Question

How do you evaluate $\cos \left( \dfrac{2\pi }{9} \right)$?

Answer 1

We first assume a variable for $\cos \left( \dfrac{2\pi }{9} \right)$. We assume the concept of associative angle to find the value of $\cos \left( \dfrac{2\pi }{3} \right)$. Then using the formula of multiple angles of $\cos 3\alpha =4{{\cos }^{3}}\alpha -3\cos \alpha$, we get a cubic equation of $\cos \left( \dfrac{2\pi }{9} \right)=x$. We put the equation in the graph and find the solution as the approximate value.

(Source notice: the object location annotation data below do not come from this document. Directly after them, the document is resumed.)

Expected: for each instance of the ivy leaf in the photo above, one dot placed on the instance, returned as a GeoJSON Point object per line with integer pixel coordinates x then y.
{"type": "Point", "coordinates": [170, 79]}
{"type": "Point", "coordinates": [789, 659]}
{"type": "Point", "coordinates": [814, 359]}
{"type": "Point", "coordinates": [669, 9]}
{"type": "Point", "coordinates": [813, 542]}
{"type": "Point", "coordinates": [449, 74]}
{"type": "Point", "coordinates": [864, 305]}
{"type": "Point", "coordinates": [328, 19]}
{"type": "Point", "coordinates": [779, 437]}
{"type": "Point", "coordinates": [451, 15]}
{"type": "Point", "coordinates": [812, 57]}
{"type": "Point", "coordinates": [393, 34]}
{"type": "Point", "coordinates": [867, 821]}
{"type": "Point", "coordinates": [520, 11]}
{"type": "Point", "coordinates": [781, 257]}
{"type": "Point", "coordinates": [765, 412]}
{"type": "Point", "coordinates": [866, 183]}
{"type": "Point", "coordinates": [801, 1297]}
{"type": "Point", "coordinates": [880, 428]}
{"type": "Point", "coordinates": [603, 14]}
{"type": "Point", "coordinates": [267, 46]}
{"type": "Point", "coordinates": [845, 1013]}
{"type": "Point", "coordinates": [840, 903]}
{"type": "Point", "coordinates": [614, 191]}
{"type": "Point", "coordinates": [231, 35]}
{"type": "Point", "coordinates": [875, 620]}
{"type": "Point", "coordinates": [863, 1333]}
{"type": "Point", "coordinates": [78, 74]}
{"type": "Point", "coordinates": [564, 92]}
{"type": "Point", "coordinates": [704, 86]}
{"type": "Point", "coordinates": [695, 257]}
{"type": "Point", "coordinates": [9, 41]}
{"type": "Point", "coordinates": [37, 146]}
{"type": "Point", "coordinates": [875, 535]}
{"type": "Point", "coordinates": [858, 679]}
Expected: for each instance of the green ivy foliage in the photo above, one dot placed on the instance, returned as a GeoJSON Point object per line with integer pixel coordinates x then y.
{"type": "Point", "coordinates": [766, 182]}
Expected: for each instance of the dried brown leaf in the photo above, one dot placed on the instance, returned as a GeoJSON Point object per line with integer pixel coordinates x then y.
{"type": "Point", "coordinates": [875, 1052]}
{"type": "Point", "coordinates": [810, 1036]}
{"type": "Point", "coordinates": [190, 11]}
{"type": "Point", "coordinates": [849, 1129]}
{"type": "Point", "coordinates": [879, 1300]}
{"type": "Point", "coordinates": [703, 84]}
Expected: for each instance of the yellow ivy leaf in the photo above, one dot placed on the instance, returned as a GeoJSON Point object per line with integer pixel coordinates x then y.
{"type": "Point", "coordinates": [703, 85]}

Complete step by step solution:
We have to evaluate $\cos \left( \dfrac{2\pi }{9} \right)$. Let us assume that $\cos \left( \dfrac{2\pi }{9} \right)=x$.
Now we try to find the value of $\cos \left( \dfrac{2\pi }{3} \right)$. We use the concept of associative angle and get
$\cos \left( \dfrac{2\pi }{3} \right)=\cos \left( \pi -\dfrac{\pi }{3} \right)=-\cos \left( \dfrac{\pi }{3} \right)=-\dfrac{1}{2}$.
Now we use the multiple angle formula where $\cos 3\alpha =4{{\cos }^{3}}\alpha -3\cos \alpha$.
We put the value of $\alpha =\dfrac{2\pi }{9}$ and get
$\begin{aligned} & \cos \left( 3\times \dfrac{2\pi }{9} \right)=4{{\cos }^{3}}\left( \dfrac{2\pi }{9} \right)-3\cos \left( \dfrac{2\pi }{9} \right) \\\ & \Rightarrow \cos \left( \dfrac{2\pi }{3} \right)=4{{\left[ \cos \left( \dfrac{2\pi }{9} \right) \right]}^{3}}-3\left[ \cos \left( \dfrac{2\pi }{9} \right) \right] \\\ & \Rightarrow 4{{x}^{3}}-3x=-\dfrac{1}{2} \\\ \end{aligned}$
We now have to solve the cubic equation to find the value for $\cos \left( \dfrac{2\pi }{9} \right)=x$.
The simplified form of the equation is $8{{x}^{3}}-6x+1=0$.
We now try to plot the equation in the graph

The value should be close to the value of $\cos \left( {{45}^{\circ }} \right)$ as $\cos \left( \dfrac{2\pi }{9} \right)=\cos \left( {{40}^{\circ }} \right)$. The graph intersects the line $y=0$ at two positive points and the closet one to $\cos \left( {{40}^{\circ }} \right)$ is $\cos \left( \dfrac{2\pi }{9} \right)=x=0.766$.
Therefore, the value of $\cos \left( \dfrac{2\pi }{9} \right)$ is $0.766$.

Note: We need to remember that the negative value of intersection of the equation in the graph is not valid as the quadrant for $\cos \left( \dfrac{2\pi }{9} \right)=x$ is first quadrant. Therefore, all the values of ratio cos are positive in the domain of $\left[ 0,\dfrac{\pi }{2} \right]$.